1. Lucia macht die längste Nacht; die längste Tageszeit hat Junius um Sanct-Veit, September und Martius halb verbracht, die machen uns gleich lang den Tag und die Nacht. – Orakel, 954.
2. Luzen (23./25. Dec.) macht den Tag stutzen. – Blum, 299; Oec. rur., 110; Orakel, 963; Simrock, 6706; Petri, II, 516; Boebel, 55.
Das Fest der heiligen Lucia (13. Dec.), welches nach dem alten Kalender auf den 25. des jetzigen fällt, wird im Volksmunde noch immer zur Bezeichnung des kürzesten Tags gebraucht. Der Tag, welcher bis dahin gleichsam bergunter lief, stutzte sozusagen und fing an den Weg zurückzunehmen.
Engl.: Lucy light, the shortest day and the longest night. (Bohn II, 38; Orakel, 957.)
It.: Santa Lucia la notte più longa che sia. (Orakel, 955; Reinsberg VIII, 927.)
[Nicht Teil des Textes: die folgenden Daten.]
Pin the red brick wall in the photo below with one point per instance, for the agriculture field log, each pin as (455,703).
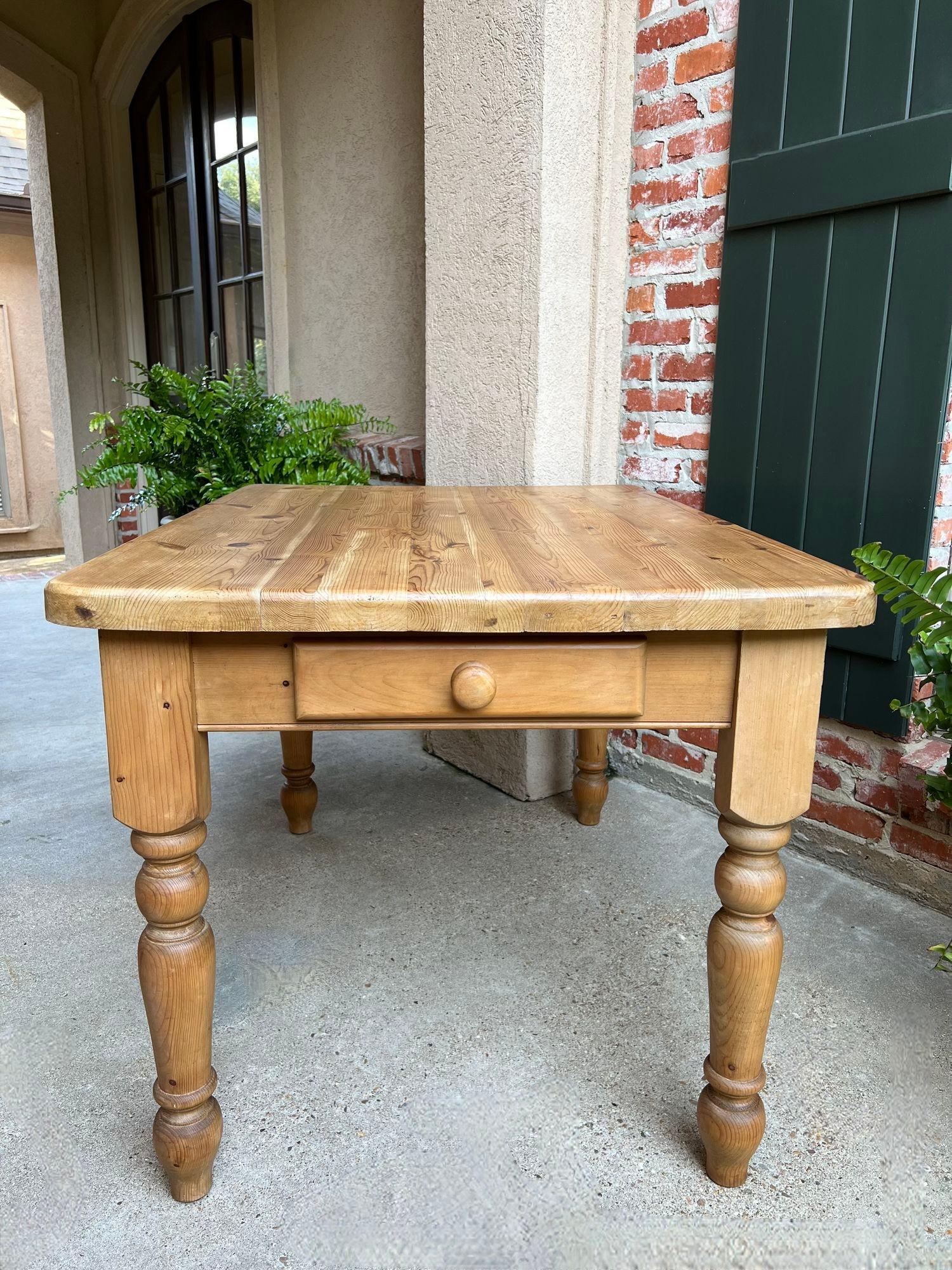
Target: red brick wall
(866,787)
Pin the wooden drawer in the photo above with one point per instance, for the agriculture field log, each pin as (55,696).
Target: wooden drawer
(465,679)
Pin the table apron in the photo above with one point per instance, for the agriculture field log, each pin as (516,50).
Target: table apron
(246,683)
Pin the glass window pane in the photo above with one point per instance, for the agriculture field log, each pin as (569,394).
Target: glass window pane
(260,345)
(233,305)
(177,125)
(224,124)
(249,110)
(167,333)
(162,256)
(192,355)
(183,237)
(229,220)
(253,194)
(154,135)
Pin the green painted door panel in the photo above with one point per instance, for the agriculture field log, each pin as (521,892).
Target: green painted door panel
(836,322)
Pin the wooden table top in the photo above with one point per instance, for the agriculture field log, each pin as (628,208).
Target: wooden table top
(478,559)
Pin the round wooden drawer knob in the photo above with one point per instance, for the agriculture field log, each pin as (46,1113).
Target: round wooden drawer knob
(473,685)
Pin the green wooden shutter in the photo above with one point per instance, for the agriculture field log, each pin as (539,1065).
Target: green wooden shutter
(836,321)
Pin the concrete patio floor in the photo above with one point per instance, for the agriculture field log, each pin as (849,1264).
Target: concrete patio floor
(453,1031)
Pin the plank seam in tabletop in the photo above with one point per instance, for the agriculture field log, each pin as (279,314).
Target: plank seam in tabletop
(494,561)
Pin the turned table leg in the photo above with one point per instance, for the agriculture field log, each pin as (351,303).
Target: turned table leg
(765,772)
(299,794)
(161,789)
(591,784)
(177,976)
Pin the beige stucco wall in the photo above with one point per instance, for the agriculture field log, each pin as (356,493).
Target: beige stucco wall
(20,294)
(529,152)
(350,95)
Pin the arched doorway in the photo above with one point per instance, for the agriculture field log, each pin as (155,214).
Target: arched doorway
(194,124)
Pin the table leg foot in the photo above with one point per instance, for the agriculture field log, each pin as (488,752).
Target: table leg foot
(177,976)
(299,794)
(186,1144)
(591,783)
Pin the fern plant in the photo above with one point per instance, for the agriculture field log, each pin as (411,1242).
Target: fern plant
(922,598)
(196,439)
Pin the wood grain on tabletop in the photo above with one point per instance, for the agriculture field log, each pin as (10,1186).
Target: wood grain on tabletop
(465,559)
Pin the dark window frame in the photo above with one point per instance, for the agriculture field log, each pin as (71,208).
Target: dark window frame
(190,49)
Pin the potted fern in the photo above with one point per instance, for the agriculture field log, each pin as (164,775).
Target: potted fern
(922,598)
(196,439)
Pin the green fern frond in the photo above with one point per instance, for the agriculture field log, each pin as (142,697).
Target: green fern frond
(917,595)
(197,439)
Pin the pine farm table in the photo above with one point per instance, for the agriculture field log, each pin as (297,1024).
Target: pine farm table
(295,610)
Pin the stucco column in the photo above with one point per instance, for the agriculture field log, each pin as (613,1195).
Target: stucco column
(527,109)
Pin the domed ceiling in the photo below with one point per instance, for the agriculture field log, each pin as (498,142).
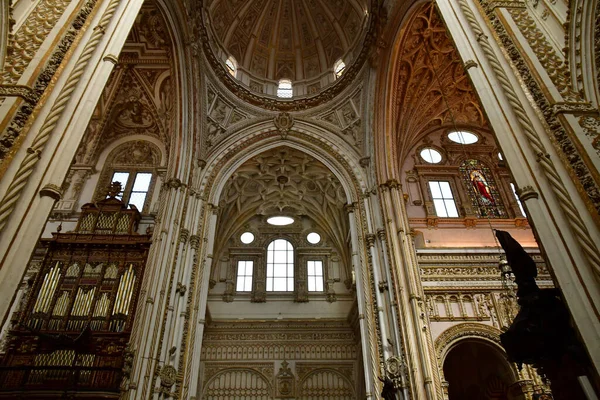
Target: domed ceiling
(294,39)
(300,40)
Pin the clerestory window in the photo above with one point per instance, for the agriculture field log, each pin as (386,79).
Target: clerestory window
(284,90)
(231,65)
(280,266)
(339,68)
(134,187)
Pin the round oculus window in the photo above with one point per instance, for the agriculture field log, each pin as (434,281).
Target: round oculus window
(313,238)
(247,237)
(280,220)
(463,137)
(430,155)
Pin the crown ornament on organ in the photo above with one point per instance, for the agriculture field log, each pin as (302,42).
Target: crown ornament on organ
(114,189)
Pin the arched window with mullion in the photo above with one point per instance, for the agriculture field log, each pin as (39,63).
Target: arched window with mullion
(280,266)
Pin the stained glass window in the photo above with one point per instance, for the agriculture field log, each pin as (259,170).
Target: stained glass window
(315,276)
(482,190)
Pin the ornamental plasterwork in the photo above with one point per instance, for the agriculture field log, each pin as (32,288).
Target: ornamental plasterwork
(597,44)
(139,97)
(284,180)
(557,70)
(30,36)
(251,93)
(221,116)
(346,118)
(567,149)
(10,136)
(451,335)
(294,340)
(429,68)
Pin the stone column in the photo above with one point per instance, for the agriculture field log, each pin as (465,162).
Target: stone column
(409,295)
(32,183)
(564,227)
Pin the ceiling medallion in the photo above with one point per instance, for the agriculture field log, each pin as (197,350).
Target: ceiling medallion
(375,13)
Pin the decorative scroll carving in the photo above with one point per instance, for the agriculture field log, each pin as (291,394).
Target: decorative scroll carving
(32,94)
(28,39)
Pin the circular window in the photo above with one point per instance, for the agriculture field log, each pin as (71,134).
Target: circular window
(463,137)
(313,238)
(430,155)
(280,221)
(247,237)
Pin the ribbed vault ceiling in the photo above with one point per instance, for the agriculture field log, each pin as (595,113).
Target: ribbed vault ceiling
(294,39)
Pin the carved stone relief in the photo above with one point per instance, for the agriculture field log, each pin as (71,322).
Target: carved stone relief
(9,138)
(286,181)
(430,77)
(570,154)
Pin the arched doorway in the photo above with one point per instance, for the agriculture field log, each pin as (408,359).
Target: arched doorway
(476,370)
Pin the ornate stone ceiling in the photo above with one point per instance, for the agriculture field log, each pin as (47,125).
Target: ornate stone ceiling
(294,39)
(285,181)
(427,70)
(299,40)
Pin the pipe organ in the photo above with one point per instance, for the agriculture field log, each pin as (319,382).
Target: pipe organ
(71,336)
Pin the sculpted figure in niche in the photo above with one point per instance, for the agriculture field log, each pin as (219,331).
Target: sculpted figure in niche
(481,188)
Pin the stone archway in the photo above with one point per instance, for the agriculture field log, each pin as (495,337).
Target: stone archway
(476,370)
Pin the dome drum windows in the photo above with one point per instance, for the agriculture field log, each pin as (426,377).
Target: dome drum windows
(338,68)
(231,65)
(463,137)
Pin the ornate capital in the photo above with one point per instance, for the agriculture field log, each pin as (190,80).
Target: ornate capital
(174,183)
(194,241)
(507,4)
(370,239)
(184,234)
(52,191)
(350,207)
(527,192)
(470,64)
(22,91)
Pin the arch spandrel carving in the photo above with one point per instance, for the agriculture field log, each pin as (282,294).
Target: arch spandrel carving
(450,336)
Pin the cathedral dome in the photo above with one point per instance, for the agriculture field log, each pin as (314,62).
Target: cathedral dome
(314,44)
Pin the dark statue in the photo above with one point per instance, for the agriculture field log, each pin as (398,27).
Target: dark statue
(389,390)
(541,334)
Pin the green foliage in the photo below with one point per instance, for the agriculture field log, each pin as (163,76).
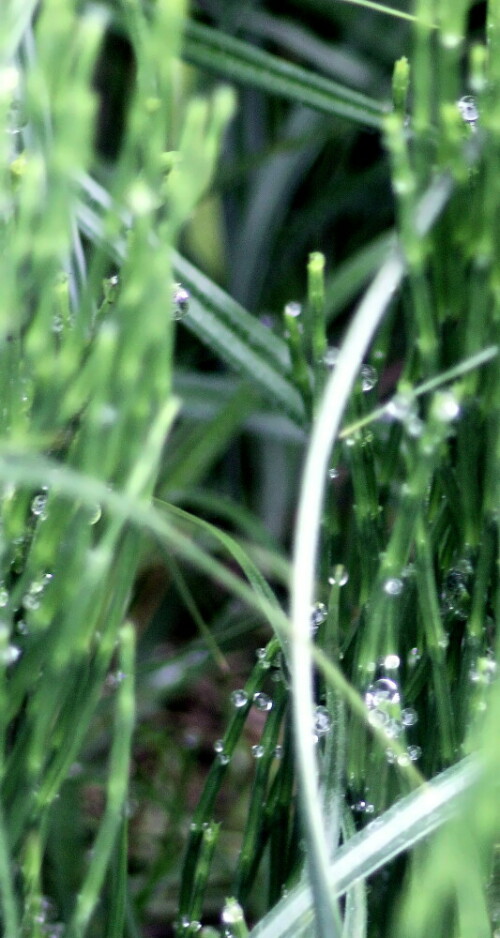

[246] 3. Sünter Lucigge gät (gehen) dai Dage to digge1. (Arnsberg.) – Firmenich, I, 351, 3.
1) Die Tage gedeihen, nehmen zu. – Auch andere Völker lassen von Sanct-Lucia an die Nacht ab- und die Tage bereits wieder zunehmen. Die Spanier sagen: Sanct-Lucia nimmt ab die Nacht und wächst der Tag. Die Czechen: Heilige Lucia trinkt die Nächte ab. Oder: Am Tag der heiligen Lucie trinkt sie schon die Nächte ab. Die Franzosen: An Sanct-Lucia wachsen die Tage um den Sprung eines Flohs. Nach Ansicht der Toscaner wächst der Tag von Sanct-Lucia bis Weihnacht um einen Hahnschritt. In der Picardie: An Sanct-Lucia wachsen die Tage um den Sprung eines Flohs, an Sanct-Thomas um den Schritt eines Pferdes. (Orakel, 456-460.) In Venetien: Von Sanct- Lucia bis Weihnachten wächst der Tag um einen Hahnenfuss, von Weihnacht bis Epiphania um ein Stündchen. In Portugal glaubt man: Von Sanct-Lucia bis Weihnachten wächst der Tag um eine Spanne. (Orakel, 962.) Auf Sardinien: um den Schritt eines Küchleins. (Orakel, 961.) Auf Sicilien heisst es: Von Sanct-Lucia bis Weihnacht um einen Hundeschritt; von Weihnacht bis Neujahr um einen Menschenschritt. (Reinsberg VIII, 97 u. 199.) In Venedig verlängert sich der Tag von Sanct-Lucia bis Weihnacht um einen Hahnenfuss, von Weihnacht bis Epiphanias um ein Brevierchen. Der Tag wird aber auch an verschiedenen Orten zur Bestimmung der Witterung benutzt. In Sardinien bestimmt man nach der Witterung des Lucientags die des Christtags; man sagt: Lucia hell, Weihnacht dunkel (mit Schnee); Lucia mit Schnee, Weihnacht klar. In Oberitalien hält man den Tag für empfindlich kalt. In Mailand heisst es in dieser Beziehung: An Sanct-Lucia beisst die Kälte. (Orakel, 963-966.) In Venetien: An Sanct-Lucia martert die Kälte.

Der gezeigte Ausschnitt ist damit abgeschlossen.